Mental Blur in the Blink of an Eye

When your eyes dart from the keyboard to the computer screen, then out the window, your brain must recompose the picture for each shift. In two papers in today's issue of Nature, separate groups report that in the fraction of a second before the eyes flick, your brain distorts the positions of objects. A more complete understanding of this distortion could someday help engineers design instrument panels for cars and airplanes that are easier on the eye.

Vision researchers have long known that during the tenth of a second before an eye movement, the brain's perception of the position of a single point of light starts to shift in the direction the eyes are about to move.

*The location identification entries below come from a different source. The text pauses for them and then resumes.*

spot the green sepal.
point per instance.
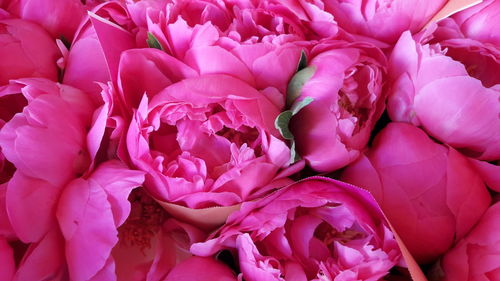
(296, 107)
(153, 42)
(281, 123)
(296, 83)
(302, 61)
(65, 41)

John Ross of the University of Western Australia in Nedlands and David Burr of the Università di Roma in Italy put eight different people in front of a computer screen surrounded by white cardboard to block out external stimuli. Each subject stared at a dot on the screen and was told to shift focus to another dot that appeared 20 degrees to the right. The researchers found that if they briefly flashed a green bar between the two dots during the tenth of a second before the eyes moved, the subject would perceive the flashed bar to the right of its actual location. The closer they put the flash to the new point of focus, the more distorted the perceived location. "There's a lot of evidence now that very little is kept accurately" during the transition, Burr says.

The other research group, led by John Schlag of the University of California, Los Angeles, also saw a shift and a compression of the visual field, but with a slight difference: In Schlag's experiments, objects appeared to move only in the direction of the glance, whereas Burr saw shifting in both directions, but always toward the target. Schlag suggests that a difference in the experimental setup--his subjects saw their stimuli against a completely dark background--could explain the variation in results. He thinks the lighted background in Burr's experiment could give the subject more frames of reference, which in turn changes the way the brain responds to the shift in focus.

Christopher Bockisch, a neurologist at the Smith-Kettlewell Eye Institute in San Francisco, says these experiments are a significant advance in understanding how the eye works, and they may suggest better designs for airplane consoles and other environments where people must handle many kinds of visual input simultaneously. He suggests, for instance, that there may be some minimum brightness for a landing light outside a dark cockpit window in order for a pilot to see it in its accurate position.